Like it or not, institutional investors will be very conscious of the Fund Partners’ lifestyle habits. They will look to lifestyle as a signal telling them if the Partners are still hungry. This perception may not be fair or warranted. However, Fund Partners should be mindful that this bias can exist among potential institutional investors.
#5: CHARACTER: Be the Franchise Fund Your LP’s Want
The last thing to keep in mind is that institutional investors don’t really like this process either. Sure, raising a fund takes far more effort from the investment team. However, it takes a lot of effort on the part of institutional investors as well. Most funds don’t think of the process from the LP’s perspective. Finding superior investment teams to back is not easy to do. Finding new investment teams to fund takes time, it takes effort, requires significant resources, and comes with a healthy dose of risk. Because of this, most institutional investors don’t like doing it.

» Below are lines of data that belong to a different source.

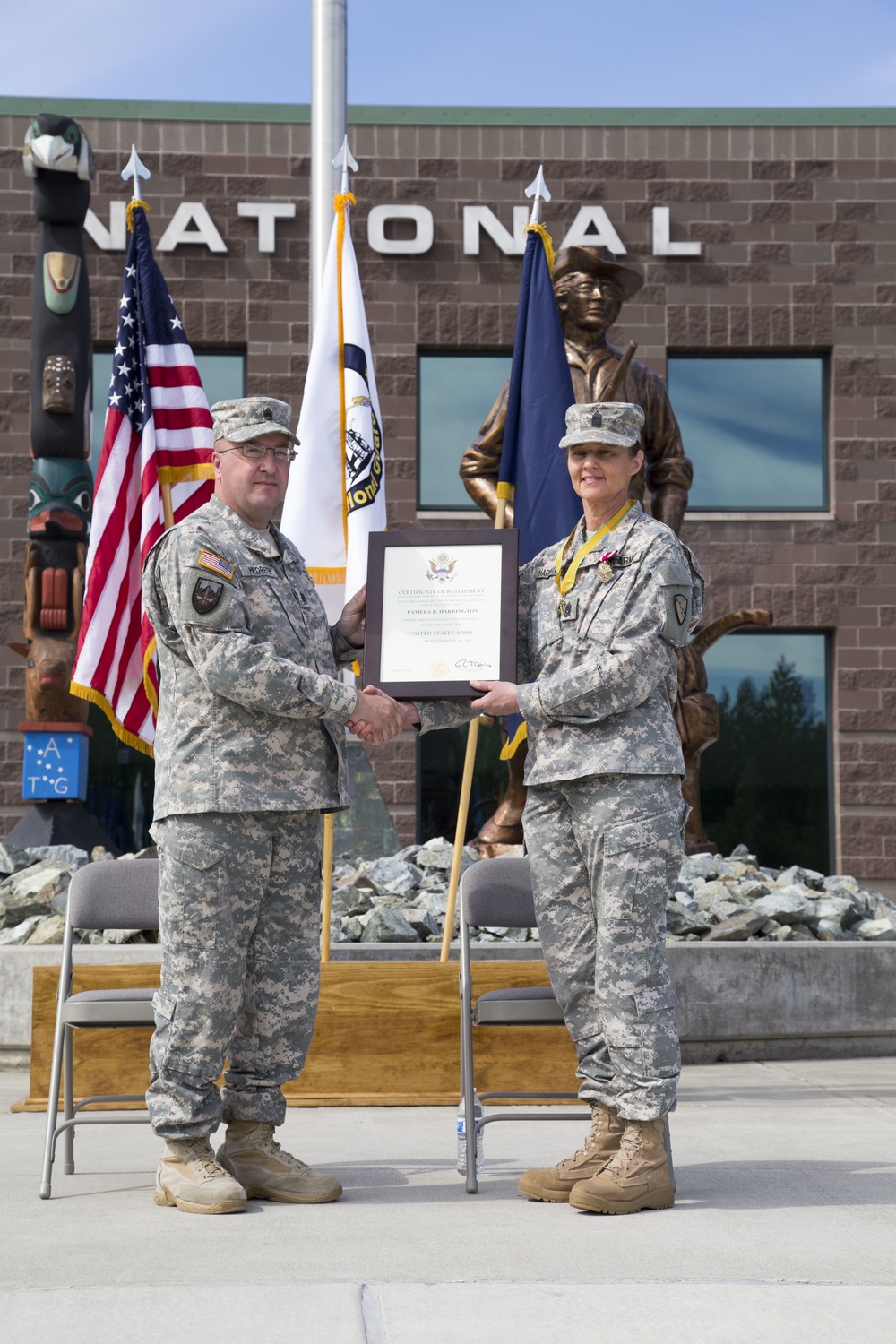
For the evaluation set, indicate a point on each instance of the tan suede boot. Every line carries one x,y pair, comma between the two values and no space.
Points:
190,1179
638,1176
253,1156
552,1185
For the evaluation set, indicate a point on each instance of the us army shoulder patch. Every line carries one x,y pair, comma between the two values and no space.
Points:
206,596
206,601
217,564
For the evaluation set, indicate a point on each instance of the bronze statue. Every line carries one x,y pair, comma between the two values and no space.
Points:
590,288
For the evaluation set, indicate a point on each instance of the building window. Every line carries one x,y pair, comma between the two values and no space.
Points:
121,780
766,781
223,374
454,394
440,765
755,430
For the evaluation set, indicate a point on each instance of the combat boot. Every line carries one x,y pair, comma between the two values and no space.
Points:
552,1185
638,1176
254,1158
190,1179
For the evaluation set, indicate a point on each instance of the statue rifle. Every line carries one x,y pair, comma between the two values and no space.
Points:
608,392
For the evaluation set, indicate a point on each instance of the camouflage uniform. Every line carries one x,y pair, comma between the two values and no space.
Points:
249,752
605,817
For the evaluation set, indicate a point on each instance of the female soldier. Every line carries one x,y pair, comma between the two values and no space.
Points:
602,615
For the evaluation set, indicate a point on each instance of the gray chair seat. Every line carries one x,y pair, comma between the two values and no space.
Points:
110,1008
532,1005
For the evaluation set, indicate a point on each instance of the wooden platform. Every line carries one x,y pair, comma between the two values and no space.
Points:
387,1034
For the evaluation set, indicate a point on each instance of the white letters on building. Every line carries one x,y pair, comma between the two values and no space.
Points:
482,218
591,228
661,245
405,246
113,238
191,212
266,211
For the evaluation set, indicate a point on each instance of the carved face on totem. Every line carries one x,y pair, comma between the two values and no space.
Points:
58,386
59,497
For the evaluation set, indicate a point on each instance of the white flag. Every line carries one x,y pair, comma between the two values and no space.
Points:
336,494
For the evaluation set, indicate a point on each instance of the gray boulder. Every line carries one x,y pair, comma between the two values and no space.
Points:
786,905
31,890
395,875
19,935
422,922
13,859
874,930
351,900
681,919
384,925
735,929
47,932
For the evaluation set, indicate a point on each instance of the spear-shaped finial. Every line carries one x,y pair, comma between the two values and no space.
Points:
134,169
538,190
344,160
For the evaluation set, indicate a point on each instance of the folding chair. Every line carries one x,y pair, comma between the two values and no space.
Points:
498,892
101,895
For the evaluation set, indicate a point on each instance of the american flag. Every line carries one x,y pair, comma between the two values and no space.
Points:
159,432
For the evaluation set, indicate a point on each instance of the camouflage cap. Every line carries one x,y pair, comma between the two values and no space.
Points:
246,417
603,422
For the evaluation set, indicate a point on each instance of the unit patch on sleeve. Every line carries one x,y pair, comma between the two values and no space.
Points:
206,596
209,561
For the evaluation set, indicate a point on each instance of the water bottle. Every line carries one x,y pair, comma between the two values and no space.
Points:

Make their job easier for them. Make sure that they only have to underwrite your fund once. Be a franchise fund that they can continue to invest in through a series of funds. Be the long-term partner that they want. Institutional investors want to partner with a sustainable team, which works well together, are growing professionally, are building a great brand, are developing young talent, are incentivized, and are building a great COMPANY that will last for years and decades. That is what your LP’s want. Help them by becoming the franchise they trust through Fund II, III, IV, and beyond.
It will be here before you know it.
The time to raise additional capital will be here before you know it. Proactively prepare your company message, reputation assets, brand style, and marketing approach.
The key to the 6Cs working is actually the 6th C: Consistency.
Brands that are EBIT-positive are consistently reliable. It doesn’t mean you need to veer into ‘boring’ or ‘too much,’ instead, keep a pulse of on-brand communications flowing. You’re always-on.
“We found that as with consumers, business buyers’ purchase decisions tend to be a lot less value-driven than they like to think. Like consumers, professional buyers use the vendor’s reputation as a short cut that reduces risk and simplifies the evaluation process.” McKinsey & Company, The Value of B2B Branding.
CREDIBILITY: Understand your audience and message appropriately.
COMMUNICATION: Engage your investor ecosystem early and often.
CALIBRATION: Size your fund to enhance its potential return.
CRAVE: Make sure that investors understand that you are hungry to win.
CHARACTER: Finally, BE the long-term partner that your potential LP’s are seeking.
CONSISTENCY the flywheel that makes the other Cs valuable. It’s what strong brands are made of.
Follow these guidelines, and hopefully, it will make life a little easier for you and your team. Who knows, get these steps right, walk the walk, and investors may come looking for you on the next round.